UK summons Russian ambassador over Moscow-linked chemical attack in 2018
The UK Foreign Office has summoned Russian Ambassador Andrey Kelin following the release of a report on the death of British citizen Dawn Sturgess, who died in July 2018 after exposure to a toxic substance.
The main purpose of summoning the diplomat is to seek explanations regarding “hostile activities against the United Kingdom” conducted by Russia, Caliber.Az reports, citing the Foreign Office's website.
The public inquiry report states that Sturgess, who died after contact with the poison, was an unintended victim of the Salisbury incident, which British authorities say was an assassination attempt on Russia's former General Staff of the Armed Forces (GRU) officer Sergei Skripal.
London claims the substance involved was the Russian-origin nerve agent Novichok.
The report attributes “moral responsibility” for Sturgess’s poisoning in Amesbury to the Russian leadership, while Moscow is directly accused in the Skripal case.

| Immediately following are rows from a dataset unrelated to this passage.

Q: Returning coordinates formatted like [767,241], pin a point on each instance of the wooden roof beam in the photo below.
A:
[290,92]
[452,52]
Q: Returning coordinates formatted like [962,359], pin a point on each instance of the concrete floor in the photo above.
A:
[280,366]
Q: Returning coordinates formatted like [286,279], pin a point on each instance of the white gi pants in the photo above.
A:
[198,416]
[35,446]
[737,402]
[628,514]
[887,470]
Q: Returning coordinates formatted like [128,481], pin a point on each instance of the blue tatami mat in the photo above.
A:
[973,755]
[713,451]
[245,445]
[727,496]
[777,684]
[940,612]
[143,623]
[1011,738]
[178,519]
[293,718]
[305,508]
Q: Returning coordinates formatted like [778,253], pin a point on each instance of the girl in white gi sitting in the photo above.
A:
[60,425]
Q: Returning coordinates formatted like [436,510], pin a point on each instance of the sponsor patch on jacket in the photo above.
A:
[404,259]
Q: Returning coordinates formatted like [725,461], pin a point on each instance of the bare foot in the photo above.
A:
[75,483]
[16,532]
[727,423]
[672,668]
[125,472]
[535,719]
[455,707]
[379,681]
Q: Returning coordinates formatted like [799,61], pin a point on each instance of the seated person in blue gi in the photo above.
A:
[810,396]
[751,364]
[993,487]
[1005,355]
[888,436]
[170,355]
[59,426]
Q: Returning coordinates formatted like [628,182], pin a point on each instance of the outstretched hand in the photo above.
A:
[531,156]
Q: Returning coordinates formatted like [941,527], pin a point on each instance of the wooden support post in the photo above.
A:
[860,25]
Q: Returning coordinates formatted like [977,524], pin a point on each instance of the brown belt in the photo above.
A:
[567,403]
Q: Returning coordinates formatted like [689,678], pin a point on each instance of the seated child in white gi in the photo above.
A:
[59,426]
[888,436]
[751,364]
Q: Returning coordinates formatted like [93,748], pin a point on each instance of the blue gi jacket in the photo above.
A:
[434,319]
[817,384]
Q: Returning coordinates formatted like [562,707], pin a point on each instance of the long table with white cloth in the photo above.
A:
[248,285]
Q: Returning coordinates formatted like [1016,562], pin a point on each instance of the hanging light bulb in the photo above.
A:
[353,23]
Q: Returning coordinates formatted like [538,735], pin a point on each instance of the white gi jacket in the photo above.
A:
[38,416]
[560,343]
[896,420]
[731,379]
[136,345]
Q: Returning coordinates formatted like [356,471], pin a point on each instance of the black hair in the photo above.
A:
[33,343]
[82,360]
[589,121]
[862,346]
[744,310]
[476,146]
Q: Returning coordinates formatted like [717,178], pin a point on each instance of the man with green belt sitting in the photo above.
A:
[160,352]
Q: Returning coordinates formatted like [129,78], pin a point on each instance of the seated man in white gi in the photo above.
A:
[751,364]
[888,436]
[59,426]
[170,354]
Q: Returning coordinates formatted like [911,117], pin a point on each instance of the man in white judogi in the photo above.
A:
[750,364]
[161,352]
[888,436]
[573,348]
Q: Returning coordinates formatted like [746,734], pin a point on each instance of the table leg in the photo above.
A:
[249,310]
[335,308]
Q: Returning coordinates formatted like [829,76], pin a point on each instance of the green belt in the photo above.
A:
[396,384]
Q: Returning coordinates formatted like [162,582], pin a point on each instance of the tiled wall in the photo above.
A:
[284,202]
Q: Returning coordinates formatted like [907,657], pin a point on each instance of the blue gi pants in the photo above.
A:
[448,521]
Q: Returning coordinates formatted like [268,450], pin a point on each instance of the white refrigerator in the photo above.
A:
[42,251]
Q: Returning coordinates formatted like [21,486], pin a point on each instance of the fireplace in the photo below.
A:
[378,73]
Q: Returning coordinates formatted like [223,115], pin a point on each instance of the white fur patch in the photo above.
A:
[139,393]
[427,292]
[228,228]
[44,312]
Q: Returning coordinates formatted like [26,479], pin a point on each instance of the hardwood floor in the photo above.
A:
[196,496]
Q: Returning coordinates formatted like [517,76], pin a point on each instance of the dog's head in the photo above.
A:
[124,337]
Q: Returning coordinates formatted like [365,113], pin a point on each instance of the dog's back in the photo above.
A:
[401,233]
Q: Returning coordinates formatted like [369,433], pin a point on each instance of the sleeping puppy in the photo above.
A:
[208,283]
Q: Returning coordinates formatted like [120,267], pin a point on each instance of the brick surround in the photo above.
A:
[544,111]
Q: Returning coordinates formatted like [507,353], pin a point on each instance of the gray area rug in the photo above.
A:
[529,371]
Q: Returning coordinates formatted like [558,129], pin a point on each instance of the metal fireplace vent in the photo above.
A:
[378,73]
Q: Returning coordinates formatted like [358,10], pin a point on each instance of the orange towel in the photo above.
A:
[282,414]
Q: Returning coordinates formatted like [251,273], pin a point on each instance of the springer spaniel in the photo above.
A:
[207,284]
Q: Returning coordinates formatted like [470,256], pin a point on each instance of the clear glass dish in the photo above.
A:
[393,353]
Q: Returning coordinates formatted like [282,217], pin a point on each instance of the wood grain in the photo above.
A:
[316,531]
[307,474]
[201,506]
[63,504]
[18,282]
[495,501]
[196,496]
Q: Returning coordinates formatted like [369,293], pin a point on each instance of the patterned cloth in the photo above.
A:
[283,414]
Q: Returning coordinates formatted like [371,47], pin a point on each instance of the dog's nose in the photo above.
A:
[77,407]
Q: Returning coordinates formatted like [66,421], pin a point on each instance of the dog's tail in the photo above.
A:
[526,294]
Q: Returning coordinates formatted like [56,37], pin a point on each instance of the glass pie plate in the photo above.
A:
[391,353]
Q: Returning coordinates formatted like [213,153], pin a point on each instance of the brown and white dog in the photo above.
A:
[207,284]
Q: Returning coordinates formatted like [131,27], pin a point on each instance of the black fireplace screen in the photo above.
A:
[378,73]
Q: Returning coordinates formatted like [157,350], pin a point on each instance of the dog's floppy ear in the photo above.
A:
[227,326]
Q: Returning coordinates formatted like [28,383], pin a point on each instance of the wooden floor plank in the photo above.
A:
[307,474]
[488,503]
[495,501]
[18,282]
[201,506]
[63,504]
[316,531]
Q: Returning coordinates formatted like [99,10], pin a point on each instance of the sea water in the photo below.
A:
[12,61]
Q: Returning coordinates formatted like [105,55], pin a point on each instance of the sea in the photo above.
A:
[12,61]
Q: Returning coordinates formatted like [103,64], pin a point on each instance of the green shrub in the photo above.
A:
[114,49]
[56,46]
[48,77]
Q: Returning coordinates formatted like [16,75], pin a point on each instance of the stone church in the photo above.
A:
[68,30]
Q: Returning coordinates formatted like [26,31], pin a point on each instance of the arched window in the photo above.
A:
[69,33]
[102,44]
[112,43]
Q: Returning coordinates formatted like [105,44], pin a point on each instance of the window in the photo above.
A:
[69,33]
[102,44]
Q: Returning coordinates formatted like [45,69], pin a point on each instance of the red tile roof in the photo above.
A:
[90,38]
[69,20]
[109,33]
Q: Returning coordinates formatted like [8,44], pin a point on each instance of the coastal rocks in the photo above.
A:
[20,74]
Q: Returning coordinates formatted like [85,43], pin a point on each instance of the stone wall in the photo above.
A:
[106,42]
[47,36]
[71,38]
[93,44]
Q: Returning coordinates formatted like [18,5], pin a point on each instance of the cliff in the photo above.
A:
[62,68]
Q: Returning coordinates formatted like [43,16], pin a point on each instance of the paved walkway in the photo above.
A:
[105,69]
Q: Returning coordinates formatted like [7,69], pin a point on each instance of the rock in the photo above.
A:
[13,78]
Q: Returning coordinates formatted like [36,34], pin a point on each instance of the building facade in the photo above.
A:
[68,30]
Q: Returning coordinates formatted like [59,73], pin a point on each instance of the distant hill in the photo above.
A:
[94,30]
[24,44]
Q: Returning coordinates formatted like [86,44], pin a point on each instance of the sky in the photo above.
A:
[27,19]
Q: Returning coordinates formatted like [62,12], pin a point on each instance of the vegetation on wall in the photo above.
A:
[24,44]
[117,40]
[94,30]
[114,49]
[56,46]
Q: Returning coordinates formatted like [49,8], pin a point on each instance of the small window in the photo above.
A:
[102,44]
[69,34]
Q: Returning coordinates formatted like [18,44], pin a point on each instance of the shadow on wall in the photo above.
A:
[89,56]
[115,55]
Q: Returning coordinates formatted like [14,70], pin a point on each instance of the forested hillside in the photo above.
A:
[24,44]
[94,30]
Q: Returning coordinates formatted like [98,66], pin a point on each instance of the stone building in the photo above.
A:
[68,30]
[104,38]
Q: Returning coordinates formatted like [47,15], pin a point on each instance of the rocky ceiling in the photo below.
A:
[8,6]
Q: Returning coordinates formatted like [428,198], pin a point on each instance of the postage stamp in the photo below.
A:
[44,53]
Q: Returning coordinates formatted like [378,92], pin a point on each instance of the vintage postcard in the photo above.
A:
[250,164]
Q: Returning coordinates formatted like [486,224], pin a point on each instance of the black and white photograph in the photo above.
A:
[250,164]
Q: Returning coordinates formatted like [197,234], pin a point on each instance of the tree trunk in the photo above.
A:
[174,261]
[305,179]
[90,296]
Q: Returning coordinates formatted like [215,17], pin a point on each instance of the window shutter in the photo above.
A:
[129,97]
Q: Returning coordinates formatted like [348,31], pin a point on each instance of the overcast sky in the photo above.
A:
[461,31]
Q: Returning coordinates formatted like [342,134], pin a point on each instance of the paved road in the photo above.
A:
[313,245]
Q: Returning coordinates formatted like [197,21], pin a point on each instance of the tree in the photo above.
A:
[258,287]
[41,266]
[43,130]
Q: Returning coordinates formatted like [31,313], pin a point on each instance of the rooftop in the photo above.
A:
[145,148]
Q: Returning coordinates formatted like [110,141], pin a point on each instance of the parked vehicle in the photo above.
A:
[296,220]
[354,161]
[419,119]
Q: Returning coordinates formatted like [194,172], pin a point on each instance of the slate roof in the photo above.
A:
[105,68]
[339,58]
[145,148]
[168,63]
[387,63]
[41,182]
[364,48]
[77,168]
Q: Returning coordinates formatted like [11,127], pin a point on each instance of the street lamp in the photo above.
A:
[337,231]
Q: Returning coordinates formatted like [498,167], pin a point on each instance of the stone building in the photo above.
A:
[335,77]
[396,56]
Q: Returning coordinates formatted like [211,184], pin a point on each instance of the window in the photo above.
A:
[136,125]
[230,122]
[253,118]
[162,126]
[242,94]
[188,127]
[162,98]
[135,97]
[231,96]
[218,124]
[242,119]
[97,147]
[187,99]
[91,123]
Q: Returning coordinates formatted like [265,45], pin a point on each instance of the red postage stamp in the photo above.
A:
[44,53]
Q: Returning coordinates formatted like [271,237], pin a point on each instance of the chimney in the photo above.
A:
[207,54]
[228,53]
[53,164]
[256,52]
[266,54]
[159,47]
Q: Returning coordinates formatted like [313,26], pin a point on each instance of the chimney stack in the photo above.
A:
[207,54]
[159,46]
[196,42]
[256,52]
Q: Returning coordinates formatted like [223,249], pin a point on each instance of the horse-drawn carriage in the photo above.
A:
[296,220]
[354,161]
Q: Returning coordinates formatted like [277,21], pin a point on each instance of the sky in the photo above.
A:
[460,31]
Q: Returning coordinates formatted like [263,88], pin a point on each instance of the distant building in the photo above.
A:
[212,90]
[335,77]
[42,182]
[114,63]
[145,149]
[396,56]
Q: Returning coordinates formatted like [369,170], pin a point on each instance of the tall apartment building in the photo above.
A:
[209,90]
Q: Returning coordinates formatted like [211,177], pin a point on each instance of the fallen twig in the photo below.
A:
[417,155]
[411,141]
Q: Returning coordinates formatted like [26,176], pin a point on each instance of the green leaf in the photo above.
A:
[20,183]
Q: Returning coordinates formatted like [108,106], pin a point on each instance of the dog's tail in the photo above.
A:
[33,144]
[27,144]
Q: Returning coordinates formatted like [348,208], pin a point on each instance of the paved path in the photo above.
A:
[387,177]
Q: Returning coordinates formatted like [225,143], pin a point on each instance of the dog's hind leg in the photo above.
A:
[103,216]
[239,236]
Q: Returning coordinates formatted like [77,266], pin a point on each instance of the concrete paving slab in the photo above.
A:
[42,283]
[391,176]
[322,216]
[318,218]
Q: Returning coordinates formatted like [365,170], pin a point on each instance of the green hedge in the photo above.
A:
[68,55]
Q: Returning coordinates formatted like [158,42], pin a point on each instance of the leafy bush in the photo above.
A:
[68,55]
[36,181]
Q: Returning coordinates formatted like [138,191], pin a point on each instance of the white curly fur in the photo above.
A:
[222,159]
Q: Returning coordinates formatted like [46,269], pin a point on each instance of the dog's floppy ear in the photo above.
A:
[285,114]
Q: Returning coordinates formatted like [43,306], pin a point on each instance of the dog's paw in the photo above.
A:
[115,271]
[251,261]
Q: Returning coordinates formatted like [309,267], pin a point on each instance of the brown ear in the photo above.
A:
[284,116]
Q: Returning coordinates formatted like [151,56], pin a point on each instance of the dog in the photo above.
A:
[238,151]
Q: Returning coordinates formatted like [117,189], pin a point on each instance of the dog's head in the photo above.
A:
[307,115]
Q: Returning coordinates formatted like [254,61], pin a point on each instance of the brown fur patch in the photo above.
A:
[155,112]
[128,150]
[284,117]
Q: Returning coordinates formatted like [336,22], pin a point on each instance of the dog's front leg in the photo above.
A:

On June 30, 2018, Sturgess and her partner, Charlie Rowley, fell seriously ill in Amesbury, Wiltshire, after Rowley gave Sturgess a perfume-style bottle he said he found in a bin. Sturgess sprayed its contents on her skin and collapsed within minutes. Rowley also subsequently became ill.
Laboratory analysis by the UK authorities and later by the international watchdog Organisation for the Prohibition of Chemical Weapons (OPCW) confirmed that the substance in the bottle was a military‑grade nerve agent from the group called Novichok — the same agent used months earlier in the poisoning of former Russian spy Sergei Skripal and his daughter in Salisbury.
Investigators believe the Novichok bottle was a specially adapted counterfeit of a designer perfume — with fake branding and packaging — used to smuggle the agent into the UK or to conceal its identity.
The poisoning of Sturgess is regarded not as a targeted attack against her specifically, but as collateral damage from the earlier Skripal operation: the nerve agent had been discarded after the assassination attempt, and Sturgess’s death became a tragic by‑product of the broader attack on UK soil.